Les prisonniersde l’oubli

Ils sont près de dix mille, hommes, femmes et adolescents, à croupir dans les geôles israéliennes – emprisonnés parfois sans chef d’accusation, torturés ou poussés au suicide. Un scandale moins médiatisé que celui de Guantánamo, mais qui dure depuis plus

Publié le 10 juillet 2006 Lecture : 6 minutes.
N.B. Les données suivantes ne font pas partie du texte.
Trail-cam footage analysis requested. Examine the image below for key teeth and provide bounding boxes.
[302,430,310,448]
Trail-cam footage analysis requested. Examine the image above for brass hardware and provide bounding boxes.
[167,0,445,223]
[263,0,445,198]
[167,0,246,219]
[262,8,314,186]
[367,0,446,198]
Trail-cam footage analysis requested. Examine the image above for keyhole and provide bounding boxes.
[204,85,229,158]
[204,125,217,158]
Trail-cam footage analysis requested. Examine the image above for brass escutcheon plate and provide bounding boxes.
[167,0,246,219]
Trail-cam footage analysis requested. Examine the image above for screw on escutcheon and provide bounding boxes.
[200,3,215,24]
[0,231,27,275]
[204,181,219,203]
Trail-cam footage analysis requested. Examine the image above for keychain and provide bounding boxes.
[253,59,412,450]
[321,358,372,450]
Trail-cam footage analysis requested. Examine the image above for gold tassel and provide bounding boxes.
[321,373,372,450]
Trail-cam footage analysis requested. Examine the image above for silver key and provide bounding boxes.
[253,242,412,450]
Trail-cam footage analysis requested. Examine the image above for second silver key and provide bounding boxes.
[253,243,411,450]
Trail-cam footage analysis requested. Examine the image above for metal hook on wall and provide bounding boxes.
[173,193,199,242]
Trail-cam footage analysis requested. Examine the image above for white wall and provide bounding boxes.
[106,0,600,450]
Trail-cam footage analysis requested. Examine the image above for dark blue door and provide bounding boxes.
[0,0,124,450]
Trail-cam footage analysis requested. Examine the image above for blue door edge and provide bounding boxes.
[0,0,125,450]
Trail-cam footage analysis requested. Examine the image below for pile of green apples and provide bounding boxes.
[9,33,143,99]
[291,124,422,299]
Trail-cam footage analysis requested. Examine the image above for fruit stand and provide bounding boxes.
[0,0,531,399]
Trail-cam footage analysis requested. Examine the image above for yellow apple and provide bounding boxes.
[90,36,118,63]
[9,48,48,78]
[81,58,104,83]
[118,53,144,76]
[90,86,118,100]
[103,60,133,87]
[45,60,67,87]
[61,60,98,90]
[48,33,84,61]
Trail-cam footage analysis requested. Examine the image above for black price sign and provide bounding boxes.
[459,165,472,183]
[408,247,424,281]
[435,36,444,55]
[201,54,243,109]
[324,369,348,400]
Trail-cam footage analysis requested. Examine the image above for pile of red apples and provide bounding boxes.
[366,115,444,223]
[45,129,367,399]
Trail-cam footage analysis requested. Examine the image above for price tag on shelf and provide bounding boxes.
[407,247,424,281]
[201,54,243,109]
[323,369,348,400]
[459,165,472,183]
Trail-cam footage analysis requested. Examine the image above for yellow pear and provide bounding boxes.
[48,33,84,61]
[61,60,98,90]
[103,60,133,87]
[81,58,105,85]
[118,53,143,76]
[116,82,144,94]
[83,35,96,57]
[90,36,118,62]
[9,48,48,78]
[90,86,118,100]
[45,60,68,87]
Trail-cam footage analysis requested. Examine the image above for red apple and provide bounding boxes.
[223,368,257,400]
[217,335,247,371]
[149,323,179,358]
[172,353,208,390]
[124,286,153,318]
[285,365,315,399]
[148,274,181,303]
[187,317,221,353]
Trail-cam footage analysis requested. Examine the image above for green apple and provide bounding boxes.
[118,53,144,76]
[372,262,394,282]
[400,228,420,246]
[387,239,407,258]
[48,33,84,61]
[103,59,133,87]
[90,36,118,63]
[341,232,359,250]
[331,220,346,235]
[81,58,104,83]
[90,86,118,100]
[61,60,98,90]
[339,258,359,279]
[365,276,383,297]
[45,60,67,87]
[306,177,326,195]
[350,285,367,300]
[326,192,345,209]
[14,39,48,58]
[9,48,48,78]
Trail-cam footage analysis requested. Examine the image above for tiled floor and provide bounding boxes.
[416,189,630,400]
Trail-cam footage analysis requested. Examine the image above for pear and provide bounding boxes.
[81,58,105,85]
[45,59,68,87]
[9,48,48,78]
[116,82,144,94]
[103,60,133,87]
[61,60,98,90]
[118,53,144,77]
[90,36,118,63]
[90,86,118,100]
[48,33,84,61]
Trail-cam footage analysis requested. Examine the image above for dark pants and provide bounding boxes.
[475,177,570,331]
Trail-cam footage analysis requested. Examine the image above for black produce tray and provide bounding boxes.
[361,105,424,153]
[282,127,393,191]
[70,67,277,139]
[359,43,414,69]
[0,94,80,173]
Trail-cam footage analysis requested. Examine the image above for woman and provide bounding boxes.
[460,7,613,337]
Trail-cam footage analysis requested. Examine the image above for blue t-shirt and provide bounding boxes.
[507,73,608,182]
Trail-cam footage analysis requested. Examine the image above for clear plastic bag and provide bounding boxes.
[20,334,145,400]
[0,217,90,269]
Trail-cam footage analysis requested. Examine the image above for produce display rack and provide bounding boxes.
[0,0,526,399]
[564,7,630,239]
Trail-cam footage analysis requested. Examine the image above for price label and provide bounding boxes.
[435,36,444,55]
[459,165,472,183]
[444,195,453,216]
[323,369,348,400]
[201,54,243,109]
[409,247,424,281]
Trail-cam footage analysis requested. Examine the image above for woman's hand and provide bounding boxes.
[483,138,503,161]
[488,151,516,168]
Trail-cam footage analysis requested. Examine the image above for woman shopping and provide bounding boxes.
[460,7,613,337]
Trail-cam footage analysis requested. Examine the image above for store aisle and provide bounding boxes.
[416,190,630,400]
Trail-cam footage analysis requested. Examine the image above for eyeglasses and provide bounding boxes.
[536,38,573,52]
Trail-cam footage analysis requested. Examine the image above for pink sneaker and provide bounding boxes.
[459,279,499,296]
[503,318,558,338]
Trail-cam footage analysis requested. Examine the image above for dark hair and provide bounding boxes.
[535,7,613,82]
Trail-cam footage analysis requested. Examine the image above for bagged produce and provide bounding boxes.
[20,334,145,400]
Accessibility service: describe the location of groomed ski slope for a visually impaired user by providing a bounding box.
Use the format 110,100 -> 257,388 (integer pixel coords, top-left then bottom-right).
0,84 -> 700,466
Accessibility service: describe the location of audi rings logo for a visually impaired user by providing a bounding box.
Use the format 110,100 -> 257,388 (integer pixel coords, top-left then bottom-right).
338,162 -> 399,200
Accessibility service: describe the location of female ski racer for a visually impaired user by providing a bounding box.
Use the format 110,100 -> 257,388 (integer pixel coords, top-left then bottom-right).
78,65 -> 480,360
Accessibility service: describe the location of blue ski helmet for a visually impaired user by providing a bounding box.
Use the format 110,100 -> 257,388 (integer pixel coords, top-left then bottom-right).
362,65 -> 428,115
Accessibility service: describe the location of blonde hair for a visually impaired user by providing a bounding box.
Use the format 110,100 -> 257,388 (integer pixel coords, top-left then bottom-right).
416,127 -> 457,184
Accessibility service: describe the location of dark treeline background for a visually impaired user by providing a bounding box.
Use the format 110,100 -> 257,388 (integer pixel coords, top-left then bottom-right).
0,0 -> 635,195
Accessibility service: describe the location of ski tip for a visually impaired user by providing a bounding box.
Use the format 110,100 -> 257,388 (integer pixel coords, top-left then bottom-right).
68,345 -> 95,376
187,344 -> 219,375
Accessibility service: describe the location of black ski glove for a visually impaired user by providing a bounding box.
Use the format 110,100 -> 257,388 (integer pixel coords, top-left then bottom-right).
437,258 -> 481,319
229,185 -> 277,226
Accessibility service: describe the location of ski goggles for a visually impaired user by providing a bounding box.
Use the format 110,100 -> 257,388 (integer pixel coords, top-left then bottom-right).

Dimanche 2 juillet, Ramallah, Palestine. La petite Imane Abou Shalbek, 13 ans, fait face aux caméras de télévision. Les larmes aux yeux et la voix nouée, la fillette dont le père est incarcéré dans les prisons de l’État hébreu, s’adresse, d’abord, à la mère de Gilad Shalit, le caporal israélien capturé, le 25 juin, par des combattants palestiniens : « Madame, vous avez pleinement le droit d’exprimer votre douleur et de réclamer haut et fort que l’on vous ramène votre fils, mais pouvez-vous, un instant, penser à nos détenus croupissant dans vos geôles ? » Le message est amplifié par les dizaines d’enfants, qui, autour, brandissent les portraits de leurs parents embastillés par Tel-Aviv et des pancartes réclamant à la communauté internationale une « intervention » en faveur de ces derniers.
« C’est un véritable drame humanitaire qui mérite l’attention de tous les défenseurs de l’homme », soutient le journaliste palestinien Bilal al-Hassan, spécialiste du dossier des prisonniers. En effet, depuis 1967, date de son occupation de la Cisjordanie et de Gaza, Israël a incarcéré pas moins de 650 000 Palestiniens, un cinquième de la population actuelle des Territoires occupés Neuf mille cinq cents d’entre eux vivent encore derrière les barreaux. Ils sont répartis dans vingt-huit prisons civiles et centres de détention militaires dont les tristement célèbres Ofer, près de Ramallah, et Ketziot, dans le désert du Néguev. Représentatifs de toutes les couches sociales, les détenus ne sont pas toujours des combattants directement impliqués dans la résistance armée à l’occupation. Des hommes politiques connus en font partie. C’est le cas notamment de Marwane Barghouti, député et secrétaire général du Fatah en Cisjordanie, Ahmed Saadat, leader du Front populaire de la libération de Palestine (FPLP) ou encore Abdel Khalek Natché, dirigeant du Hamas. On y trouve aussi trois cent cinquante enfants mineurs coupables souvent d’avoir jeté des pierres sur les blindés de l’armée et pas moins de cent soixante femmes. Ce sont des mères, des surs ou des conjointes de militants recherchés par Tsahal. Certaines d’entre elles sont accusées d’avoir physiquement pris part à des opérations armées contre les forces d’occupation.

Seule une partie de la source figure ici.